The investigation was launched after Computerworld notified the county that Robert Carlesten, a 26-year-old managing director of Internet company Ord&Bild, based in Karlstad, Sweden, could produce dozens of e-mails he said have been arriving at his Internet.ac domain regularly for the past two years.
Carlesten said he tried to contact the senders of the e-mails on numerous occasions but received no reply.
In addition to a deluge of administrative communications from the county's Department of Information Technology and human resources director, the e-mails contain detailed discussions and attachments related to the payroll files for the county's Superior Court as well as current and former employee benefits. Many of the e-mails, obtained by Computerworld, contained the names, employee numbers and benefits of Superior Court commissioners and other workers.
Tom Whittington, CIO of Contra Costa County, said the county became aware of the problem only after receiving calls from Computerworld. A preliminary investigation, he said, revealed that the problem was the result of some county employees using erroneous e-mail address books and wasn't caused by a virus or worm infection.
"We've started to take action to stop this, and I believe we have stopped it," said Whittington. "We shut off and blocked the Internet.ac domain so our employees can't send any e-mails to that address."
Part of the problem, said Whittington, is that the county's naming structure includes ".ac" for the auditor controller's office. "Now we need to research who has the bad address book that has this address."
But that move poses a potential challenge for Whittington's IT administrators: Many employees have personal address books that are stored only on their PCs, making it impossible for the county's IT department to centrally update all address books.
Although Whittington said he has been advised by the county's chief information security officer that counties and cities are exempt from California's landmark identity-theft law, known as SB 1386, some legal analysts said the county may be required to notify those whose personal information was compromised.

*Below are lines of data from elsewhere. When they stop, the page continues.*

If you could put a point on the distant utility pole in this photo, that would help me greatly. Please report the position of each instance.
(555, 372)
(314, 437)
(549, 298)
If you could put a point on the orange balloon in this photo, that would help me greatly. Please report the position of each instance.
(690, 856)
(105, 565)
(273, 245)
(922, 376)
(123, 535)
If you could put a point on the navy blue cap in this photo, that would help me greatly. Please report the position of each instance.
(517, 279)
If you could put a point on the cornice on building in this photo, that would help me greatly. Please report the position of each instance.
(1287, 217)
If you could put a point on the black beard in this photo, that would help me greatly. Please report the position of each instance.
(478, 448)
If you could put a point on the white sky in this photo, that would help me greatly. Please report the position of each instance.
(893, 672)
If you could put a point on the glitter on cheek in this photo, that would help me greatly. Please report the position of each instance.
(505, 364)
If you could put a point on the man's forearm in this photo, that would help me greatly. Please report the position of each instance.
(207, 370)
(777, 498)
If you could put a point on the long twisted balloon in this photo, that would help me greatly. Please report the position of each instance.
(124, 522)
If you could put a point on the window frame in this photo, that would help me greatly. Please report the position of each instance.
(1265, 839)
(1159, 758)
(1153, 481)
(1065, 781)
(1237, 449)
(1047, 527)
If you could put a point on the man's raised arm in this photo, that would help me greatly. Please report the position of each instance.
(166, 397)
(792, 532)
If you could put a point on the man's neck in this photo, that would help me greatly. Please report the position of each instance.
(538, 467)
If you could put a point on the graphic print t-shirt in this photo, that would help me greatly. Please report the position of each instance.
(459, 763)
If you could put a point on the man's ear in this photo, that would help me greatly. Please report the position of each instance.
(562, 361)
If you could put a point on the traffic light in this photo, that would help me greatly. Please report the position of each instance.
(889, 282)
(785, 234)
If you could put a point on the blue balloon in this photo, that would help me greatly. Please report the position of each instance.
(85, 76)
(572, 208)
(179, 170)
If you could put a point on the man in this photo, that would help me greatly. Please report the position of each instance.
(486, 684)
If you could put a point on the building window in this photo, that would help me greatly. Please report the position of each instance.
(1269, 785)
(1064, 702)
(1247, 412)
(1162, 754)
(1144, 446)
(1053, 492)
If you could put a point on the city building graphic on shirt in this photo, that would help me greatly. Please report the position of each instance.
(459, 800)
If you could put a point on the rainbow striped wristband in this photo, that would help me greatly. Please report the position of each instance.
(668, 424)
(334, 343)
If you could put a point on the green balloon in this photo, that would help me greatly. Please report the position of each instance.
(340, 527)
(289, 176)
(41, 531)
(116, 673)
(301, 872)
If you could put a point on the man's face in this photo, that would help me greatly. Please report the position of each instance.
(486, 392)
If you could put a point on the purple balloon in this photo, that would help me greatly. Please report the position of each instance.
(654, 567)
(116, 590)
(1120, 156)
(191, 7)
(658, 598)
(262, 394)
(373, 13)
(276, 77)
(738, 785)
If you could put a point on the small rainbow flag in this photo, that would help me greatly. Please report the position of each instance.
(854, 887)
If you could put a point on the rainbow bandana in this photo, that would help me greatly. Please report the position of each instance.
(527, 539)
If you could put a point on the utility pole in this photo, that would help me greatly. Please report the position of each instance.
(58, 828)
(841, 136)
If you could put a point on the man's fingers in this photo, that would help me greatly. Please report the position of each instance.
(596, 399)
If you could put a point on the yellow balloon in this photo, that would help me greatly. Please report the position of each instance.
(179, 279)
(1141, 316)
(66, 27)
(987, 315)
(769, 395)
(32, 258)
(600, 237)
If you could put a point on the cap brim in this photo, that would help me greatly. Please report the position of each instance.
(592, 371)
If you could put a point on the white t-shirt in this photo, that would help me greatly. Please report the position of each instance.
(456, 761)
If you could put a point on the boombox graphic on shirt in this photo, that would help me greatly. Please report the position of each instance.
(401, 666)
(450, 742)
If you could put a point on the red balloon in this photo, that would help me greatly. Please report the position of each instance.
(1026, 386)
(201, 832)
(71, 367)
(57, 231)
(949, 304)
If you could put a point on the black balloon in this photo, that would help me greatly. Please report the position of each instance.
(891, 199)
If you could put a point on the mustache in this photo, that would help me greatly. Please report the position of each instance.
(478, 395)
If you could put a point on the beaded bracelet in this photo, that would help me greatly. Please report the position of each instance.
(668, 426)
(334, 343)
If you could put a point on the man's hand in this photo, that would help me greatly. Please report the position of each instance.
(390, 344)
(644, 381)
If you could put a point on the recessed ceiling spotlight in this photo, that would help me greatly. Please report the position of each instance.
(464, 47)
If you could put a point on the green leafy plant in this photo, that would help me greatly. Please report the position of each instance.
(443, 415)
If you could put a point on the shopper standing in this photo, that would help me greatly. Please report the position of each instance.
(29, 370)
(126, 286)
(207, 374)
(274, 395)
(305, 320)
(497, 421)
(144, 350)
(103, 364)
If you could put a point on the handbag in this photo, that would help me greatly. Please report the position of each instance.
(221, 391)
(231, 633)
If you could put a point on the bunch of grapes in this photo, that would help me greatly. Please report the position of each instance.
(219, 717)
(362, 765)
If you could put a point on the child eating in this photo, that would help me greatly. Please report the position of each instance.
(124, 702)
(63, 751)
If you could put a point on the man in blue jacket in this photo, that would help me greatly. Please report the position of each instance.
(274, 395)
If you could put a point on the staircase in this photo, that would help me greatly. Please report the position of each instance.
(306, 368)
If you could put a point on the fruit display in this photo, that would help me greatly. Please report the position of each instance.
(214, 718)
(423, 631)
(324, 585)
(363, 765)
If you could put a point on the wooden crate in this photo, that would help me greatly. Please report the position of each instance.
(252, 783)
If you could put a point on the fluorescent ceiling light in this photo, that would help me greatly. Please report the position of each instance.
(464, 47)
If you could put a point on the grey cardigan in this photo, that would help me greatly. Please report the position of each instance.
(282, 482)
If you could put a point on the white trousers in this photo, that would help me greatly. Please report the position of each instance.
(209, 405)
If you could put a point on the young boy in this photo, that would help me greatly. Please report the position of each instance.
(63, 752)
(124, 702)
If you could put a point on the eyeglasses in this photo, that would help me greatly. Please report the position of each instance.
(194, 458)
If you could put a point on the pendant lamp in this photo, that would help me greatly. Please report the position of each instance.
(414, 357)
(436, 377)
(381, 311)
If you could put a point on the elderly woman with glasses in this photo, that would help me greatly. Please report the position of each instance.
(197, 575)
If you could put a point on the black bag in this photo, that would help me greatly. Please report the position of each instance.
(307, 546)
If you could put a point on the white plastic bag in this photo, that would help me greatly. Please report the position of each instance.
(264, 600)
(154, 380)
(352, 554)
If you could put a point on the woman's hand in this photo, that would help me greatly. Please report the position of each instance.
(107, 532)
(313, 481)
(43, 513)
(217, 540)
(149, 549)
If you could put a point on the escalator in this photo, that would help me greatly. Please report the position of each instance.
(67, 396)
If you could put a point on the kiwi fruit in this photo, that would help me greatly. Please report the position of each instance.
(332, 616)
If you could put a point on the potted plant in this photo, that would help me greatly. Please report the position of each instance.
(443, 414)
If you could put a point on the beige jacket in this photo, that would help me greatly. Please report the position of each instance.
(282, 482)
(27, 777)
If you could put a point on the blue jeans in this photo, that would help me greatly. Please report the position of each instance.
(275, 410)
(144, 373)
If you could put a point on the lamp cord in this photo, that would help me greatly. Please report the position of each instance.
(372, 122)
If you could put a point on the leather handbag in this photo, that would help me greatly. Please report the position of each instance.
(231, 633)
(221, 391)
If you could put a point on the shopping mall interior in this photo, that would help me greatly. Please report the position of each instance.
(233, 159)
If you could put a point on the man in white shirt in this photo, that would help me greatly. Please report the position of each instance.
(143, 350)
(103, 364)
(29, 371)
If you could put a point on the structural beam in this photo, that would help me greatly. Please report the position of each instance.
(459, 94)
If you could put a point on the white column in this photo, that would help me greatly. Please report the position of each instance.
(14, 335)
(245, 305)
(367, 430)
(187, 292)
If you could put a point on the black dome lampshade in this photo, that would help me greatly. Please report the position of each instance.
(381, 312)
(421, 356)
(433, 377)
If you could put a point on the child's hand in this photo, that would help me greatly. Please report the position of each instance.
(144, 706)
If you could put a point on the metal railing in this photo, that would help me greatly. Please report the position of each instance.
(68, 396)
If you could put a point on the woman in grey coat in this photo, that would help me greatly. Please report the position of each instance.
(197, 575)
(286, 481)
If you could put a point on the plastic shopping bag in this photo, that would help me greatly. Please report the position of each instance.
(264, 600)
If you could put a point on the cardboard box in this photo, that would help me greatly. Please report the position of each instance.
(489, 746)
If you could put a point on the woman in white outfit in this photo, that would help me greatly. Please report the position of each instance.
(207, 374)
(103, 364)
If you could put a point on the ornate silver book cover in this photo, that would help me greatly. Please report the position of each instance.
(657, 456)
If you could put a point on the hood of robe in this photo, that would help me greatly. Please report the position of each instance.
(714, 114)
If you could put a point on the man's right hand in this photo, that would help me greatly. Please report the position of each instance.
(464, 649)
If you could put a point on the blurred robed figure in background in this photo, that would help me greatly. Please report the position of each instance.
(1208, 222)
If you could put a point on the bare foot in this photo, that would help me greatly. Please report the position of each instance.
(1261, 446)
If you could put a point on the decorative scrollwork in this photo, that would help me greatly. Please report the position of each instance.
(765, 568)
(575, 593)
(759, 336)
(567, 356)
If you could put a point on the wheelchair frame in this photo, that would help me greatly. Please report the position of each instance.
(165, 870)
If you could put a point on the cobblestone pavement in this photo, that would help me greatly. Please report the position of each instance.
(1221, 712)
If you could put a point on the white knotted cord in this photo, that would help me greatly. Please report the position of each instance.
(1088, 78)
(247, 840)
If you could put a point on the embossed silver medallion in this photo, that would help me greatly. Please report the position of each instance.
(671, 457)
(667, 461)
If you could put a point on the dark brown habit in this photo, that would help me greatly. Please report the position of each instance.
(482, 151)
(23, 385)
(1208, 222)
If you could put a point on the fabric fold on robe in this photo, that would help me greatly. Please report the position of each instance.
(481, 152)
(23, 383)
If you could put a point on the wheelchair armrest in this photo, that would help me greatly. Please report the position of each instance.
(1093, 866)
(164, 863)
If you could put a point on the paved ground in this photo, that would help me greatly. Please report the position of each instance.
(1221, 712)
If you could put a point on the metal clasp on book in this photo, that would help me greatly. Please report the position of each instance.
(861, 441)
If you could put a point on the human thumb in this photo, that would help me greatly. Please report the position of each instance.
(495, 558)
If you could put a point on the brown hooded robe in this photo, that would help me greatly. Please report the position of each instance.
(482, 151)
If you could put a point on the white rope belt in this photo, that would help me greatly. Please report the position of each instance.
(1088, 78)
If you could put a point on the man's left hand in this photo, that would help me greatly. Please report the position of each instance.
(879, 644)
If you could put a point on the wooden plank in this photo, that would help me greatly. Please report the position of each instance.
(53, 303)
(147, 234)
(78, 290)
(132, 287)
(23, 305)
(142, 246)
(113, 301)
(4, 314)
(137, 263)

SB 1386, which went into effect July 1, 2003, requires companies that do business with California residents to inform customers when their names, in combination with personally identifiable information, have been accessed by an unauthorized person. If Contra Costa County is required to follow the statute, it would be the first major test of the law.
Jeff Matsuura, a professor at the University of Dayton School of Law, said that on face value, the e-mails appear to contain personally identifiable information that is covered by SB 1386. "It seems to me that such an incident would gut the statute if this kind of disclosure did not fall within it," said Matsuura.
He added that there might be other federal legal issues that come into play, such as whether the incidents violate the Electronic Communications Privacy Act.
"If I were advising the county, I'd tell them to notify everybody whose personal data was compromised," said Matsuura.